Other Directorships & Interlocks
| Type | Details |
|---|---|
| Current public company boards | None. |
| Prior public company boards | AboveNet, Inc. (1997–2012). |
| Interlocks/overboarding | Overboarding policy limits enforced; all directors compliant; no compensation committee interlocks reported for FY2024. |
Expertise & Qualifications
- Financing, investing, and corporate transaction expertise strengthens oversight of financial performance and capital allocation.
- Governance, talent development, and succession planning experience from establishing/scaling multiple companies.
- Long-tenured knowledge of Carnival’s dual-listed governance and committee processes as N&G Chair.
Equity Ownership
| Measure | Nov 30, 2023 | Nov 30, 2024 | As of Jan 13, 2025 | Notes |
|---|---|---|---|---|
| Beneficial ownership – Carnival Corporation common stock | 102,067 | 114,208 | 114,208 (percentage marked ***) | *** indicates below reporting threshold (less than 1%). |
| Beneficial ownership – Carnival plc ordinary shares | 0 | 0 | 0 | Paired voting structure on CCL trust shares noted in proxy. |
| Unvested restricted shares outstanding | — | 40,338 | 40,338 | Director restricted shares subject to service conditions; not performance-based. |
| Ownership guideline compliance | — | Compliant (≥5x cash retainer) | Compliant | All NEDs compliant or within initial accumulation period (Ms.
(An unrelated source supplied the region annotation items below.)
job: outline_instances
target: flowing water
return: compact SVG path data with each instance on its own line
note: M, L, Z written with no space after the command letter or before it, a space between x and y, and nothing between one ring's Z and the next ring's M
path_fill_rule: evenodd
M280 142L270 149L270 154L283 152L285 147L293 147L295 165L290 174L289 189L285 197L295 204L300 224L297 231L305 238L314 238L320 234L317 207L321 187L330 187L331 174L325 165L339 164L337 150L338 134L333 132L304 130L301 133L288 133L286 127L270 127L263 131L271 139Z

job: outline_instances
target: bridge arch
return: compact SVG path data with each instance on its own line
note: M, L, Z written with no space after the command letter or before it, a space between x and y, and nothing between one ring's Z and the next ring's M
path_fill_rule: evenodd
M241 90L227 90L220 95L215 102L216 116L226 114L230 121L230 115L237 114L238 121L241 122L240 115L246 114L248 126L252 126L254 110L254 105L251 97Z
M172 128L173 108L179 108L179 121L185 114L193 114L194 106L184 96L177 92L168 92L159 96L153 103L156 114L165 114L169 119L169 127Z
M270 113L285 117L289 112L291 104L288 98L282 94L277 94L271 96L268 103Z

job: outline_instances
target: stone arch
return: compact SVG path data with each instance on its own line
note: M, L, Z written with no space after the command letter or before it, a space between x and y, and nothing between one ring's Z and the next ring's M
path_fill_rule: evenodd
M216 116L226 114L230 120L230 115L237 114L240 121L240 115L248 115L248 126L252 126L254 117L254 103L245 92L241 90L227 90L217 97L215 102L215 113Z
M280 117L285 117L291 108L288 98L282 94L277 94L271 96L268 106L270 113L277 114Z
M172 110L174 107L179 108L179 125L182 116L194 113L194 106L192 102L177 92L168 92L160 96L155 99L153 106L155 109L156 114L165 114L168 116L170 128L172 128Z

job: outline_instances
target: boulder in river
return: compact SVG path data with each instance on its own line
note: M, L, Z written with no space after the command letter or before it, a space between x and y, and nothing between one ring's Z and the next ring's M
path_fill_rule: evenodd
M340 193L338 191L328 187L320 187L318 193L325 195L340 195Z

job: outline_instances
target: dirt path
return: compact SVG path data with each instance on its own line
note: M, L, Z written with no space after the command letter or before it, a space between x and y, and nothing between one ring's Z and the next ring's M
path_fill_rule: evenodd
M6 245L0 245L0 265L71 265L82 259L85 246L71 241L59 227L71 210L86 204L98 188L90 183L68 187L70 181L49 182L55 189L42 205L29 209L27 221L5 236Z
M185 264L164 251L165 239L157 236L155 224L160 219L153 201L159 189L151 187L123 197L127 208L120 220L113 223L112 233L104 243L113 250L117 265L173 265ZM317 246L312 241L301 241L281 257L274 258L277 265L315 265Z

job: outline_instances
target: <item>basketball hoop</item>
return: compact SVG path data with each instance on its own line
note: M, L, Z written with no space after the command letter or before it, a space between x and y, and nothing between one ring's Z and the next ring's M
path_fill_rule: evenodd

Connors). |
Governance Assessment
- Strengths
- Chair of N&G with full FY2024 attendance; active in board evaluations, succession planning, and governance guideline oversight (including overboarding).
- Audit committee membership with full FY2024 attendance; board determined audit members are independent and “audit committee financial experts.”
- Alignment through meaningful equity grants and adherence to ownership policy; no options or hedging/short-sale practices; clawbacks and robust ethics/compliance framework apply at company level.
- Potential investor focus points
- Very long board tenure (since 1987/2003) and age (83) may prompt refresh/independence scrutiny; mitigated by periodic third-party board effectiveness assessments and ongoing refresh (5 new directors since 2019).
- No related-party transactions disclosed involving Subotnick; company operates formal review/approval for related persons; transactions disclosed involve the Chair, not Subotnick.
RED FLAGS
- None disclosed specific to Subotnick (no related-party transactions; meets attendance and ownership requirements).
Appendix: Non-Executive Director Compensation Structure (Context)
- Annual cash retainer: $110,000; additional retainers: $30,000 per committee chair; $10,000 per committee membership (introduced Q2 2024); Presiding Director/Senior Independent Director additional $50,000.
- Reported totals for Subotnick (per remuneration table): Fees $155k (2024) vs $140k (2023); Restricted stock $190k (2024) vs $175k (2023); Total $245k (2024) vs $315k (2023).
Policies for NEDs include product familiarization cruise discounts and stock ownership requirements (≥5x cash retainer, compliance within 5 years for new directors).